The Wordy Shipmates

By Sarah Vowell. Published in 2008.

I wasn’t sure how long I’d have to stand in line to vote, so the day before, I picked up a copy of The Wordy Shipmates for the queue. As it turns out, my wait was only about thirty minutes, but Sarah Vowell’s short history of the Puritans who founded the Massachusetts Bay Colony was still a worthwhile purchase—not to mention oddly appropriate for a post-election cool-down.

Vowell is the best kind of history buff, pulling off the difficult balancing act of placing people within their historical context while holding on to her own values and judgment. In other words, she is fair but not a moral relativist. She neither whitewashes the past nor condemns everyone who wouldn’t fit in at a contemporary urban liberal cocktail party, and she has a real appreciation for the quirks and foibles that transform people from generic historical figures into distinct individuals. Now that I think about it, Vowell is a talented popular historian for the same reason she’s a talented storyteller: she recognizes and celebrates the complexity of human beings.

The Wordy Shipmates follows a fairly straight narrative, beginning with the 1629 immigration to the New World of a few key Massachusetts colonists, notably John Winthrop, and covering nearly two decades, including the banishment of Roger Williams, the trial of Anne Hutchinson, and the horrific Pequot War. Vowell being Vowell, she digresses frequently, slipping into modern parallels and anecdotes with grace and wit.

Vowell’s affection for the Massachusetts Puritans is obvious, and one of the most interesting aspects of the book is the way she rebuts the stereotype of Puritans as ignorant, sexually repressed zealots. Clearly the Puritans were fervently religious—religion was their primary motivation in establishing a colony—but regulating and degrading sexuality wasn’t paramount to their worldview, and they placed great emphasis on scholarly education, founding Harvard just a few short years after establishing their colony. (The contrasts Vowell draws are not flattering to today’s fundamentalists.) Furthermore, the Puritans gave us Roger Williams, an extremely religious man who pioneered the idea of the separation of church and state, in large part because he believed that coercing people to lead actively moral lives is an affront to God.

Vowell’s take on Williams is deeply nuancedat one point, she describes him as difficult to like but easy to loveand similarly, her portrait of Anne Hutchinson is sympathetic but considerably wartier than the rah-rah bio I remember from my childhood book on groundbreaking women in American history. (They Led the Way—I bought it myself at the school book fair in fourth grade, and I loved it.) In one of her book’s most unsettling passages, Vowell explores how Hutchinson’s attempts to further democratize religious authority, to take it away from the “elites,” to emphasize feeling over education, led inevitably to the reflexive rejection of informed opinion in all arenas. Her comparison of Hutchinson with George W. Bush actually make me wince—my inner fourth-grade self screamed protestations—but I understand the point Vowell is making and, much as it pains me, it’s worth considering.

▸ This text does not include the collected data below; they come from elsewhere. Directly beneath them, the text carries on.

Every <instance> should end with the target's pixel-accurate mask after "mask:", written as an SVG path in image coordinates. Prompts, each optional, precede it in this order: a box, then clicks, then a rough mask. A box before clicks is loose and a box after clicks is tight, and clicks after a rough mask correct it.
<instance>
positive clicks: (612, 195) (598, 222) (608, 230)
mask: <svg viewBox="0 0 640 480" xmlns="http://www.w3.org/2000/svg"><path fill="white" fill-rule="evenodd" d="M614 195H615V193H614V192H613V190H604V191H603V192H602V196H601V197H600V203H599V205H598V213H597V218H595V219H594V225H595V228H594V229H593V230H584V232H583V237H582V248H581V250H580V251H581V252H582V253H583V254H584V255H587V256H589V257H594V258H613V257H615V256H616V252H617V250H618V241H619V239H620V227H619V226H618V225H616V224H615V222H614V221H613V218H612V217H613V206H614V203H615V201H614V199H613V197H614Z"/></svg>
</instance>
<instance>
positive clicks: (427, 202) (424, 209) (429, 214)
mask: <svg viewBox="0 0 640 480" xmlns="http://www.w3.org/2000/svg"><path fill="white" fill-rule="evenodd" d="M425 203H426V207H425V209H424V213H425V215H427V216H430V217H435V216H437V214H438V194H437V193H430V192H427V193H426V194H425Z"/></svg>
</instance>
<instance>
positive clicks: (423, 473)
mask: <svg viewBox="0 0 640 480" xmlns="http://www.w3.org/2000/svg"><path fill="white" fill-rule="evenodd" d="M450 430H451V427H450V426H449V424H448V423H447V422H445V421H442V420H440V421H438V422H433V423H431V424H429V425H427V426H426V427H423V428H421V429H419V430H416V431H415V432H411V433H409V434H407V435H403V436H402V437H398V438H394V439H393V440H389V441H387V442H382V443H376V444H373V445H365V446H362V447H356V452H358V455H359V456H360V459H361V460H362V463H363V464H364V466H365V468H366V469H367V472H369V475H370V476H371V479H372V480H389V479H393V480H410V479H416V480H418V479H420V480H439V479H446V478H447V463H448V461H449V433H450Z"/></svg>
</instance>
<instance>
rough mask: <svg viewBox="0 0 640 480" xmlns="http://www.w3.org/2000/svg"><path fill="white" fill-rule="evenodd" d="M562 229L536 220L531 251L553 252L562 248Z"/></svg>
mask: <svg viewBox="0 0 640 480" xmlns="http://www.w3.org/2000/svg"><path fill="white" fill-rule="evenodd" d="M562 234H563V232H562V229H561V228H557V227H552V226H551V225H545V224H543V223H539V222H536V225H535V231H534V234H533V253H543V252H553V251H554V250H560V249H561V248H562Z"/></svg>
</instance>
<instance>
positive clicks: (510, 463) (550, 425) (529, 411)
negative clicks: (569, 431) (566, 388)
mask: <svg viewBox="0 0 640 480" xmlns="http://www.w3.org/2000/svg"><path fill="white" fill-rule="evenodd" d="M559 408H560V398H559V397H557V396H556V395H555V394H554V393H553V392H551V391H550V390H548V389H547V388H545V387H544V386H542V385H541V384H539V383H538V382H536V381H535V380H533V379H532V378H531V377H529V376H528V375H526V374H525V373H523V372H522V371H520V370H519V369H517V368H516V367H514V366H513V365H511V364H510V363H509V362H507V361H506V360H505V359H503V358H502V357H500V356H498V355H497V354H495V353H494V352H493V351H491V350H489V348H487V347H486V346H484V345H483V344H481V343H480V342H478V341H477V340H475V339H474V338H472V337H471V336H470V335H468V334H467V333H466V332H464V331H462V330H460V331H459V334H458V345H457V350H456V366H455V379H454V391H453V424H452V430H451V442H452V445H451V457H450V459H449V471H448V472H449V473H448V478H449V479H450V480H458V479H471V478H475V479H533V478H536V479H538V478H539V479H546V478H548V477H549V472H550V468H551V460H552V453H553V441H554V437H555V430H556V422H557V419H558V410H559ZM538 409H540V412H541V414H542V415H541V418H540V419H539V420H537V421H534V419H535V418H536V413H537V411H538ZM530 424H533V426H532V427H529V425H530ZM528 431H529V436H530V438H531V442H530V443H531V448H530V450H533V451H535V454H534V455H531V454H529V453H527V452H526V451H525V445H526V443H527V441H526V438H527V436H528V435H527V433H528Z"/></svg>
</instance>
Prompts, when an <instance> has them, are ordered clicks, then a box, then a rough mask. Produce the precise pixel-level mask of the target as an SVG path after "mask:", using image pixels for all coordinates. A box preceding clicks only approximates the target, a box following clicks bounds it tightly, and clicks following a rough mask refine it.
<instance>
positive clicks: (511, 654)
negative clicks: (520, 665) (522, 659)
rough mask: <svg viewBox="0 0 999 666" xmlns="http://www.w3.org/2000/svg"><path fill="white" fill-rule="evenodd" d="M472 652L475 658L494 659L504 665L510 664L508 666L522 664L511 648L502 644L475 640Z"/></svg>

Vowell has the remarkable ability to look at a single idea and to see not just the good and bad in it—most of us can visualize that pastiche—but rather to see how that single idea is in itself both good and bad, simultaneously, as a whole. The best example is her passionately felt meditation on the concept of American exceptionalism, exemplified by Winthrop’s famous “city on a hill” line. The idea has justified unjust wars and horrific atrocities—we can do virtually any terrible thing if we can convince ourselves that we know best—and yet the idea still holds such power for those of us who want the United States to live up to its best instincts, to be better.

Hell, just days ago, in thinking about this election, I wrote that I wanted to see this country “leading by example on the international stage as a model of human rights and a beacon of opportunity,” and what is that if not a reflection of American exceptionalism, a longing to live in a shining city on a hill? Despite the passing of centuries, the reprehensible appropriation by Reagan, and the countless collective sins in the history of the United States, Winthrop’s Biblically inspired vision still holds tremendous power. For good and ill, our Puritan heritage still lingers in the American psyche. Vowell understands that. The Wordy Shipmates isn’t just a history book; it’s a portrait of who we are now.